Are the wolves of Yellowstone National Park the first line of defense against a terrible disease that preys on herds of wildlife?

That is the question for a research project underway in the park, and preliminary results suggest that the answer is yes. Researchers are studying what is known as the predator cleansing effect, which occurs when a predator sustains the health of a prey population by killing the sickest animals. If the idea holds, it could mean that wolves have a role to play in limiting the spread of chronic wasting disease, which is infecting deer and similar animals across the country and around the world. Experts fear that it could one day jump to humans.

“There is no management tool that is effective” for controlling the disease, said Ellen Brandell, a doctoral student in wildlife ecology at Penn State University who is leading the project in collaboration with the U.S. Geological Survey and the National Park Service. “There is no vaccine. Can predators potentially be the solution?”

Many biologists and conservationists say that more research would strengthen the case that reintroducing more wolves in certain parts of the United States could help manage wildlife diseases, although the idea is sure to face pushback from hunters, ranchers and others concerned about competition from wolves.
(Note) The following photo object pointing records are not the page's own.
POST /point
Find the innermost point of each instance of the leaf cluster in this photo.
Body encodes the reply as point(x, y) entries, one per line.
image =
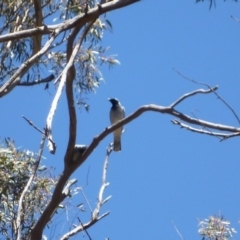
point(15, 169)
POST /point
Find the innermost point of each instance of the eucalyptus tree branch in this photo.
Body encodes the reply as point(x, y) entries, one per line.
point(79, 20)
point(59, 194)
point(64, 76)
point(191, 94)
point(39, 18)
point(20, 203)
point(44, 80)
point(222, 136)
point(95, 215)
point(16, 78)
point(218, 96)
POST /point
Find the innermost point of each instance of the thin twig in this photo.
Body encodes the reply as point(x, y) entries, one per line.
point(44, 80)
point(95, 215)
point(38, 129)
point(180, 235)
point(204, 84)
point(84, 229)
point(222, 136)
point(20, 203)
point(193, 93)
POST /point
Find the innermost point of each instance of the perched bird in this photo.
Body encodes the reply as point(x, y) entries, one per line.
point(117, 113)
point(78, 151)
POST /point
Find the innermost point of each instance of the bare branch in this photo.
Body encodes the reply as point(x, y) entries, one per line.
point(79, 20)
point(180, 235)
point(204, 84)
point(38, 14)
point(44, 80)
point(191, 94)
point(59, 194)
point(20, 203)
point(95, 215)
point(31, 123)
point(222, 136)
point(52, 148)
point(16, 78)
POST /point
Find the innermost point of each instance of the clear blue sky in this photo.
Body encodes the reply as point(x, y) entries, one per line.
point(163, 173)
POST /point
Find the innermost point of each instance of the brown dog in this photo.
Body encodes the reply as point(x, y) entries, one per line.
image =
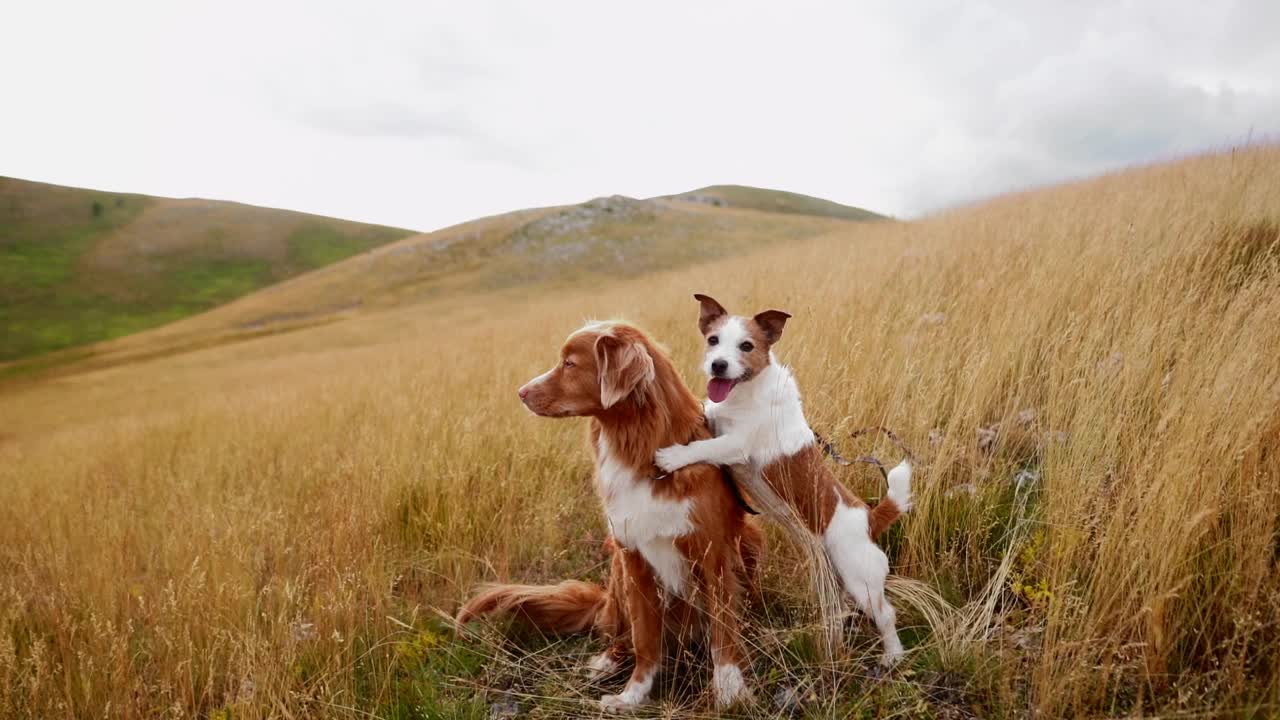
point(684, 550)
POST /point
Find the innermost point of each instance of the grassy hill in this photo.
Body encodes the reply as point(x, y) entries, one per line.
point(82, 265)
point(280, 525)
point(773, 201)
point(571, 246)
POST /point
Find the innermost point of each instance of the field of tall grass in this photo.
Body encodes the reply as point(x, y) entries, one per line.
point(1089, 374)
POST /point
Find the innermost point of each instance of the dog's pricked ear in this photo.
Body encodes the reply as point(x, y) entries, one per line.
point(624, 365)
point(709, 311)
point(772, 322)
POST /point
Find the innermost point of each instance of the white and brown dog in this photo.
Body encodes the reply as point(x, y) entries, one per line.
point(753, 406)
point(682, 551)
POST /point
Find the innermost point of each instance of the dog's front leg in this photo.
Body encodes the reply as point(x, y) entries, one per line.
point(723, 450)
point(644, 606)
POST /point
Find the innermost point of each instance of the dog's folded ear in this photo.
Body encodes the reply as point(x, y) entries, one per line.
point(625, 365)
point(771, 322)
point(709, 311)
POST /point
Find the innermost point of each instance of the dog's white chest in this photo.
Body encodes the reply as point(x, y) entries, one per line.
point(641, 522)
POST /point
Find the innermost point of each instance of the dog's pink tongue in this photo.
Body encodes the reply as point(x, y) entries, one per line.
point(717, 390)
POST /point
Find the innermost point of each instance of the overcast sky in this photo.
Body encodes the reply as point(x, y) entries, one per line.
point(423, 114)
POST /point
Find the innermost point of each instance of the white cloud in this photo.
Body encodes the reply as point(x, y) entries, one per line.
point(423, 114)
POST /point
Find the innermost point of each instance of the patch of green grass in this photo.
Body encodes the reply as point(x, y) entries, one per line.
point(51, 299)
point(315, 245)
point(781, 201)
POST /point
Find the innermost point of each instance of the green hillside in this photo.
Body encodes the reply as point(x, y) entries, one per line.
point(773, 201)
point(81, 265)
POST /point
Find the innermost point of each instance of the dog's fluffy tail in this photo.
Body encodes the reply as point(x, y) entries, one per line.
point(895, 502)
point(570, 606)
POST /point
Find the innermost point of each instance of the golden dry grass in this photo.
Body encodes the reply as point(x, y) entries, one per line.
point(265, 528)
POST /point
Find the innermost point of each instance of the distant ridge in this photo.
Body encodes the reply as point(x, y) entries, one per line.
point(83, 265)
point(773, 201)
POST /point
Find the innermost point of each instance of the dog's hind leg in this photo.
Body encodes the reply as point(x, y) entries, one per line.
point(863, 569)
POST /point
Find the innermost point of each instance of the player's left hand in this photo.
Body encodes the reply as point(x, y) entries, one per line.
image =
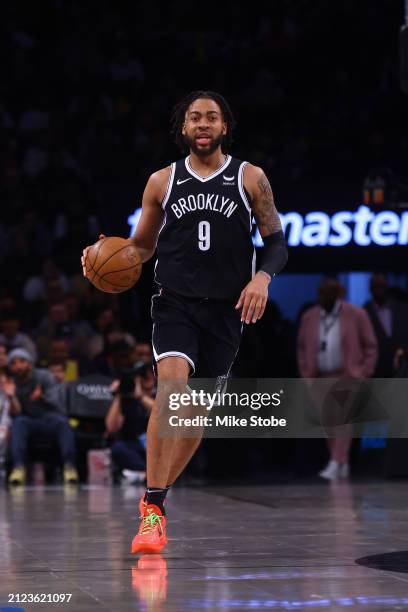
point(253, 298)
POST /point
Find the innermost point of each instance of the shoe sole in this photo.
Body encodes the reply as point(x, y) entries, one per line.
point(148, 548)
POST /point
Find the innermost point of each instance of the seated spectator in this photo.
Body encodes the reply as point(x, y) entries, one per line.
point(3, 359)
point(118, 353)
point(35, 288)
point(57, 368)
point(59, 324)
point(102, 320)
point(59, 352)
point(4, 422)
point(33, 397)
point(12, 337)
point(128, 417)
Chronic wasting disease, a contagious neurological disease, is so unusual that some experts call it a “disease from outer space.” First discovered among wild deer in 1981, it leads to deterioration of brain tissue in cervids, mostly deer but also elk, moose and caribou, with symptoms such as listlessness, drooling, staggering, emaciation and death.

It is caused by an abnormal version of a cell protein called a prion, which functions very differently than bacteria or viruses. The disease has spread across wild cervid populations and is now found in 26 states and several Canadian provinces, as well as South Korea and Scandinavia.
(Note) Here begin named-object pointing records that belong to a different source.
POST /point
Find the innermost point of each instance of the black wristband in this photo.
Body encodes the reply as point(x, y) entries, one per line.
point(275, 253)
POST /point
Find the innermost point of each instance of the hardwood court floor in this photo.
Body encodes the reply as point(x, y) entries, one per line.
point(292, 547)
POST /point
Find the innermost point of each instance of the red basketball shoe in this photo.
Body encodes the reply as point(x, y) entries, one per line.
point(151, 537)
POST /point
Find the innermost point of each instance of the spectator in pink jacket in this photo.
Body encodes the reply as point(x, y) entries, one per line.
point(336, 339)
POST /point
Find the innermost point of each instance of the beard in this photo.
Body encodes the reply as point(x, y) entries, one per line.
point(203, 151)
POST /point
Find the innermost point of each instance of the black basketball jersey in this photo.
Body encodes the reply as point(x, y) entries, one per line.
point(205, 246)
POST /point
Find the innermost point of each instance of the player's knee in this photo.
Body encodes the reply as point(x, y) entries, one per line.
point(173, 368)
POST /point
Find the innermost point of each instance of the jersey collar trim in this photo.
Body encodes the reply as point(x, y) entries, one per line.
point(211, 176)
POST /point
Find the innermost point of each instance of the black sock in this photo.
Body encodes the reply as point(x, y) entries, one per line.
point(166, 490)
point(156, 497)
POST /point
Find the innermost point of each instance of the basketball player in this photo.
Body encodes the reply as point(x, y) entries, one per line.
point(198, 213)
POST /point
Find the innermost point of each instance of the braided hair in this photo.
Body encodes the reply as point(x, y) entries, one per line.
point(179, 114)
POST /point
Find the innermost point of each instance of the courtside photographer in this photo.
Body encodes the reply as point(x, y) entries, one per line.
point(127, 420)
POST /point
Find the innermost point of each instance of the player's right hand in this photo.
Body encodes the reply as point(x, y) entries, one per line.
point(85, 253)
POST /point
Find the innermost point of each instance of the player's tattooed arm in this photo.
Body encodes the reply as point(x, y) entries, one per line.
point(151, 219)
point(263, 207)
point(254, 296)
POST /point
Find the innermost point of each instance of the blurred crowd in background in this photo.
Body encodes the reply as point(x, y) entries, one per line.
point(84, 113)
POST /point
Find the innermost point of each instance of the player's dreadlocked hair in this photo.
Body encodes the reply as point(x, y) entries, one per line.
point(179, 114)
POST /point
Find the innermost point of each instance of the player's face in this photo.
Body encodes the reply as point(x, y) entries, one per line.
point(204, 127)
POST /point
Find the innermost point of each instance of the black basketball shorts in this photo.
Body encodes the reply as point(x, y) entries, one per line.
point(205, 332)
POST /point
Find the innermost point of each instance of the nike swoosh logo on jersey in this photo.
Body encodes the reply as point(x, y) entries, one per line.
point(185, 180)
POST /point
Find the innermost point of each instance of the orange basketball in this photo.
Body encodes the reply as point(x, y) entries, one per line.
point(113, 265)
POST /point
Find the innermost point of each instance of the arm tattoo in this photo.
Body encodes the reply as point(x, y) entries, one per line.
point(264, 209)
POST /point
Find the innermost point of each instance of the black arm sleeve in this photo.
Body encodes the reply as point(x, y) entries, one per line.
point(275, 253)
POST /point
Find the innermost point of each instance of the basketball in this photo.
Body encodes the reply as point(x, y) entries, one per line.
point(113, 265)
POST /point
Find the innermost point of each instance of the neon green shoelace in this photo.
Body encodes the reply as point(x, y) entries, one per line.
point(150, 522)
The disease is part of a group called transmissible spongiform encephalopathies, the most famous of which is bovine spongiform encephalopathy, also known as mad cow disease. Mad cow in humans causes a variant of Creutzfeldt-Jakob disease, and there was an outbreak among people in the 1990s in Britain from eating tainted meat.
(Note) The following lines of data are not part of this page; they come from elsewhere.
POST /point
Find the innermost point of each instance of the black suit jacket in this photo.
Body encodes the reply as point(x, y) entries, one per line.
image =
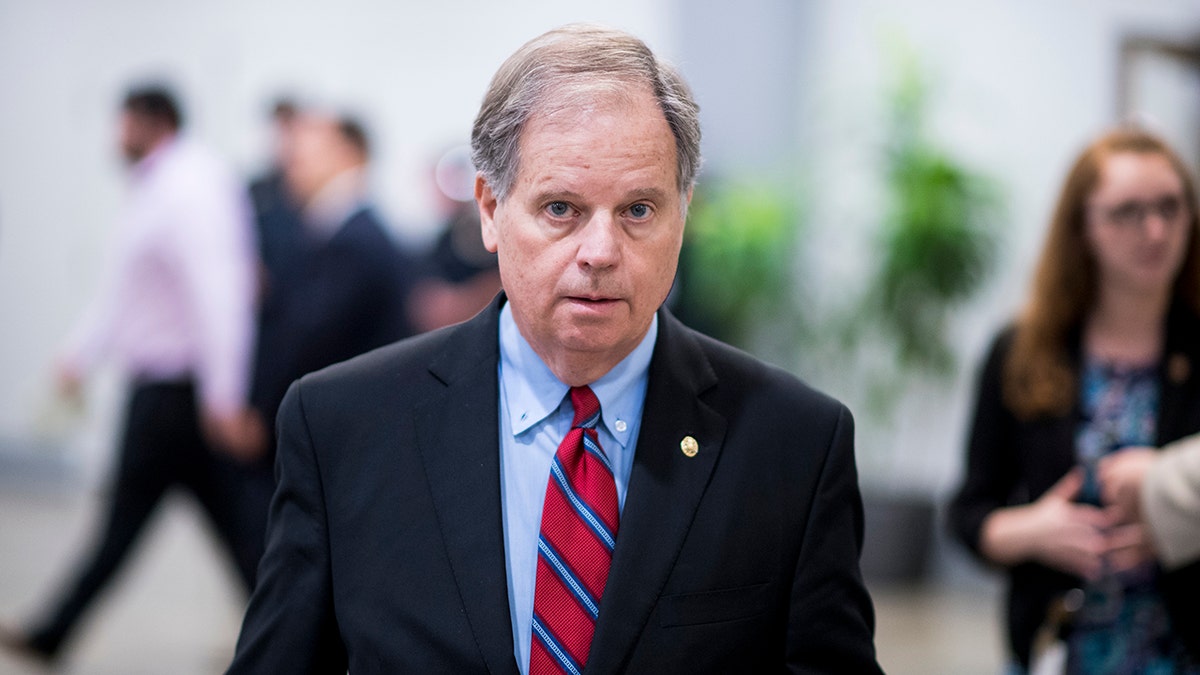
point(387, 555)
point(329, 302)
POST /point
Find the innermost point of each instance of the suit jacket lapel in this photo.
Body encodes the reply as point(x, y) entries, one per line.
point(459, 440)
point(664, 491)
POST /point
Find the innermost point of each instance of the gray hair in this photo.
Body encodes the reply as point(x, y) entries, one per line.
point(569, 67)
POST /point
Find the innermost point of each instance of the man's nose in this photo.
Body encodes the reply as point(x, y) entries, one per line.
point(599, 242)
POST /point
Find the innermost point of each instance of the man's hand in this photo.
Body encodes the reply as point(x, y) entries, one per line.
point(1053, 531)
point(69, 382)
point(1121, 478)
point(241, 435)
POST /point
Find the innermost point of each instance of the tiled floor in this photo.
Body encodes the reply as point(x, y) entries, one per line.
point(177, 608)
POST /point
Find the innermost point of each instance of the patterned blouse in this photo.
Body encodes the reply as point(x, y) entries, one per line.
point(1122, 626)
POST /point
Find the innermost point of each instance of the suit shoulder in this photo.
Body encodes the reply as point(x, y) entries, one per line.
point(763, 384)
point(405, 362)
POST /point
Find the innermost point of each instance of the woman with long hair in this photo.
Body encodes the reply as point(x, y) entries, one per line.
point(1104, 356)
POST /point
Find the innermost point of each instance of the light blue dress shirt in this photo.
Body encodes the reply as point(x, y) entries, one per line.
point(535, 414)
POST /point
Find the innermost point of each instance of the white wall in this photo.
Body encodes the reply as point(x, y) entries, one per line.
point(1020, 87)
point(417, 71)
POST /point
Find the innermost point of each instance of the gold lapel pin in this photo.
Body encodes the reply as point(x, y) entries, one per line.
point(689, 446)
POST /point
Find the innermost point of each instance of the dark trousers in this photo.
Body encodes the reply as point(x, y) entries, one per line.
point(163, 448)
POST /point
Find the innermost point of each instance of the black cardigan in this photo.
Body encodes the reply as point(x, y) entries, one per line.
point(1013, 461)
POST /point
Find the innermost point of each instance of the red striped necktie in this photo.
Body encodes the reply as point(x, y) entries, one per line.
point(579, 530)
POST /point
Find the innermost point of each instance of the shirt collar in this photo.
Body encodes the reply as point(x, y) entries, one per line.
point(533, 392)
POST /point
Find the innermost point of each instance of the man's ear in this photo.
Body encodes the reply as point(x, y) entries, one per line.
point(487, 203)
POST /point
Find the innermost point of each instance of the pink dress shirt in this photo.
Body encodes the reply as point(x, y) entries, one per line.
point(178, 297)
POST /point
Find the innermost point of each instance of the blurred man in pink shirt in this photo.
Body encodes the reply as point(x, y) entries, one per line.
point(177, 316)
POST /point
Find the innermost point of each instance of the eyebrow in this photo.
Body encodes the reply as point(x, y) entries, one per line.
point(651, 193)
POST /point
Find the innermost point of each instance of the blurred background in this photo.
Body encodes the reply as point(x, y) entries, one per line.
point(839, 137)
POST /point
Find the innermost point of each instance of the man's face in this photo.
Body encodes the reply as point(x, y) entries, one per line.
point(588, 237)
point(138, 136)
point(318, 153)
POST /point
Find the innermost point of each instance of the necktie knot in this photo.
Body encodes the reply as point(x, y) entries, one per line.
point(587, 407)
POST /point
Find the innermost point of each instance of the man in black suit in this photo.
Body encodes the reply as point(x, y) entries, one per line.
point(342, 287)
point(571, 481)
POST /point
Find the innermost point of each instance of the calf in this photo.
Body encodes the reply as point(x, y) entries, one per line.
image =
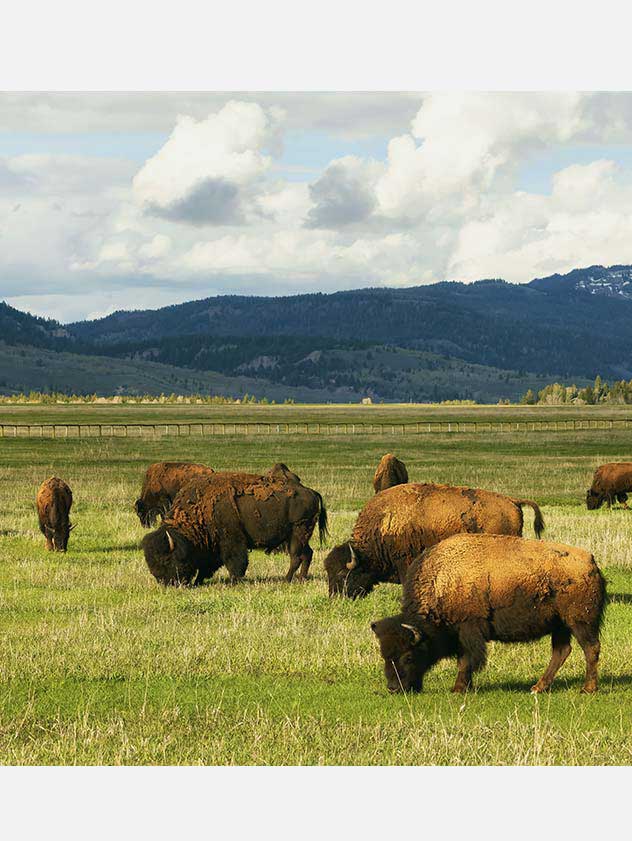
point(54, 500)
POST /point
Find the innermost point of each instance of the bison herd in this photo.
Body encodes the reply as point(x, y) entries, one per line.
point(468, 576)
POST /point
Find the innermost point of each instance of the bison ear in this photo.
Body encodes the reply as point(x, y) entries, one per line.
point(414, 632)
point(352, 564)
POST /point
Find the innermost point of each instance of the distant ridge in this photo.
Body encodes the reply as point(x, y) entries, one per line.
point(426, 342)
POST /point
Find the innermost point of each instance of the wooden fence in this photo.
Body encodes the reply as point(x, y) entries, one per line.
point(200, 430)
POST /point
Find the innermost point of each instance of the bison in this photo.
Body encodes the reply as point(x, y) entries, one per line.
point(470, 589)
point(390, 471)
point(215, 521)
point(162, 482)
point(396, 525)
point(54, 500)
point(611, 481)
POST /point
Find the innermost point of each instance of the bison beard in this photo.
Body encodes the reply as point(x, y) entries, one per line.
point(471, 589)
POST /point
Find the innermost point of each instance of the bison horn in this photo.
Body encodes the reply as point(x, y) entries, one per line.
point(354, 559)
point(414, 632)
point(172, 545)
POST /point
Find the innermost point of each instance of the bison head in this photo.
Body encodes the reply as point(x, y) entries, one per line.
point(405, 653)
point(594, 499)
point(173, 558)
point(346, 573)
Cooking does not kill the prions, and experts fear that chronic wasting disease could spread to humans who hunt and consume deer or other animals that are infected with it.

The disease has infected many deer herds in Wyoming, and it spread to Montana in 2017. Both states are adjacent to Yellowstone, so experts are concerned that the deadly disease could soon make its way into the park’s vast herds of elk and deer.

Unless, perhaps, the park’s 10 packs of wolves, which altogether contain about 100 individuals, preyed on and consumed diseased animals that were easier to pick off because of their illness (the disease does not appear to infect wolves).

“Wolves have really been touted as the best type of animal to remove infected deer, because they are cursorial — they chase their prey and they look for the weak ones,” Brandell said. By this logic, diseased deer and other animals would be the most likely to be eliminated by wolves.

Preliminary results in Yellowstone have shown that wolves can delay outbreaks of chronic wasting disease in their prey species and can decrease outbreak size, Brandell said. There is little published research on “predator cleansing,” and this study aims to add support for the use of predators to manage disease.

When cases of the disease among deer ranged from 5% to 50% in Wisconsin and Colorado, those states were considered hot spots.

However, if the disease gets into game farms such as the ones in Wyoming, “prevalence rates skyrocket to 90 or 100%,” said Mark Zabel, associate director of the Prion Research Center at Colorado State University.

The origin of the disease is unknown. Andrew P. Dobson, a professor of ecology and epidemiology at Princeton who has studied predator cleansing, believes the illness is largely the result of ecosystems with too few predators and scavengers.

He speculates that the disease may have come from deer living in proximity to sheep in Colorado or Wyoming, where it was first identified. Sheep have carried scrapie — effectively mad cow disease for sheep — for centuries.